CULTURED: And this whole time you’re also working as a lawyer?

Hertling: Yes, I was an art restitution attorney; we represented families who were persecuted during the Holocaust. I think that’s why people let me do things—I never asked for anything because I didn’t really need to make money from it. I was like, “I have this idea, and you don’t have to pay me for it. I just want to do it.”

Mina Stone food photography at Performance Space
Hertling’s cooking photographed by Stone.

CULTURED: Food is a form of restitution as well, and it’s central to what you do now as the director of performance space. Tell me about how you got there.

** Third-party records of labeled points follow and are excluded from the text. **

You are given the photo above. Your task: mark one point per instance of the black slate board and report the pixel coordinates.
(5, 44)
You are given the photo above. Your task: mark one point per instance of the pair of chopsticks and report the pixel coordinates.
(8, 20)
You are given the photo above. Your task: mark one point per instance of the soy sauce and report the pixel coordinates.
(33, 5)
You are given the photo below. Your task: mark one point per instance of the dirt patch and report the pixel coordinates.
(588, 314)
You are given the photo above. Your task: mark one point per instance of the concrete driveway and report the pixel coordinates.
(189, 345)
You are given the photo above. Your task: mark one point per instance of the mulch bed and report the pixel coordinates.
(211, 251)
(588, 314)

Hertling: I was ready to make a step out of the law world and work in the arts as more than a hobby or side gig. I didn’t believe I could actually get a job in the arts because I never went to art school. But I joined Performance Space in 2018 as its deputy director—some artists endorsed me, and I knew Jenny [Schlenzka, who was then executive artistic director]. We had worked with you on Bread and Roses: [A Dinner-Symposium on Women and the Arts] at MoMA PS1.

CULTURED: Which was all about food…it’s not easy to cook soup for 50 people; it takes practice, organization, and intention. When a friend of mine told me that you cook at most of the peformance space openings, I was like, “Patti’s no joke.”

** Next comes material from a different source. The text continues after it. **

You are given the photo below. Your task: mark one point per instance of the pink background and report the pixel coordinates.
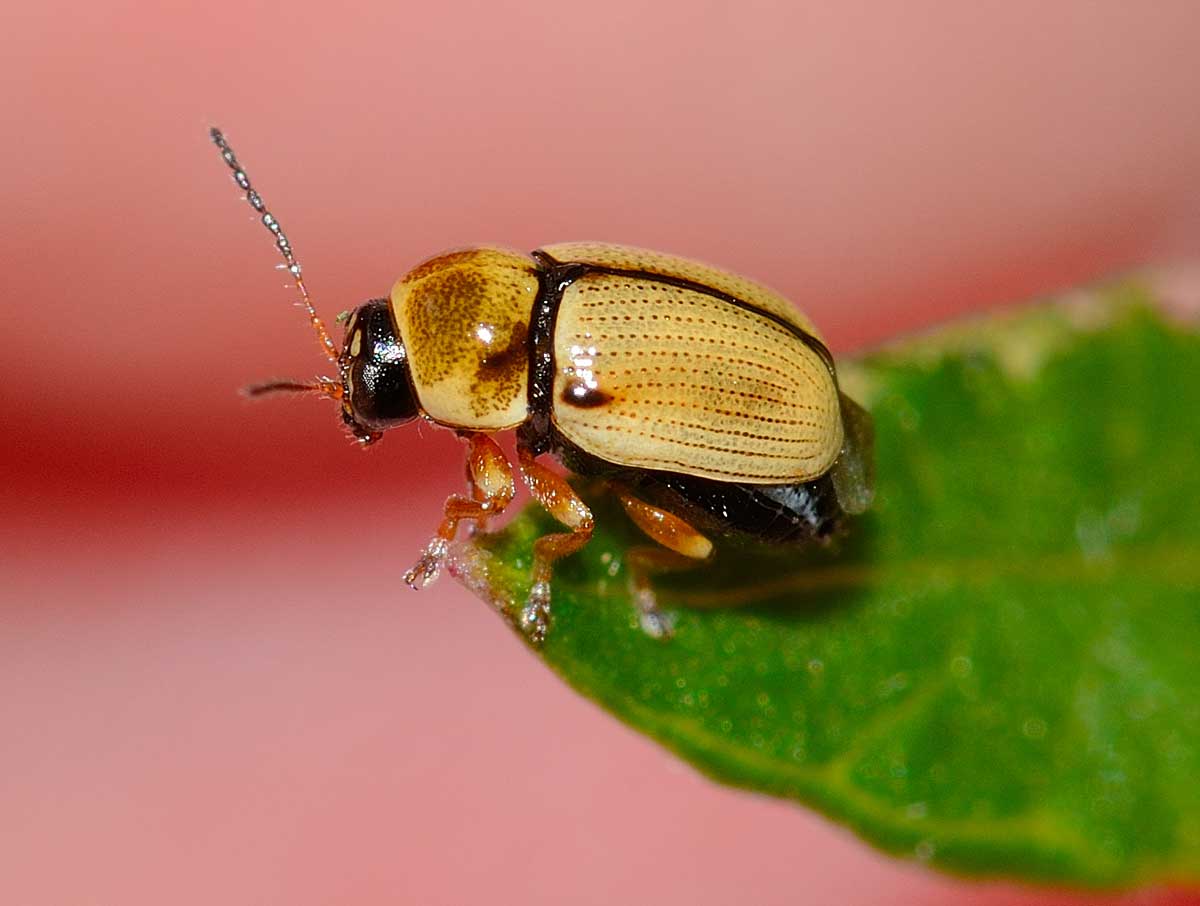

Hertling: I love it. But I don’t do it because I want everybody to say, “Oh, my God, Pati’s such a good cook.” It’s the act of cooking and holding an event where you serve food and you eat together. It’s also about the way it’s presented—there’s something homemade to it. We’ll use mismatched plates and mismatched glass cups rather than just going to the deli and getting 100 plastic cups; those little gestures go a long way. I want someone to experience
being cared for.

And I feel certain social borders break down [during these events]. At Performance Space, the staff and crew are not just serving people, but being served. As an arts administrator who has a responsibility for a physical space, I think about how the space needs to be something that has a feeling and an identity where people can come and say, “I feel good here.” And I think that you do that through food and drink. If you don’t do that, it doesn’t make the room alive.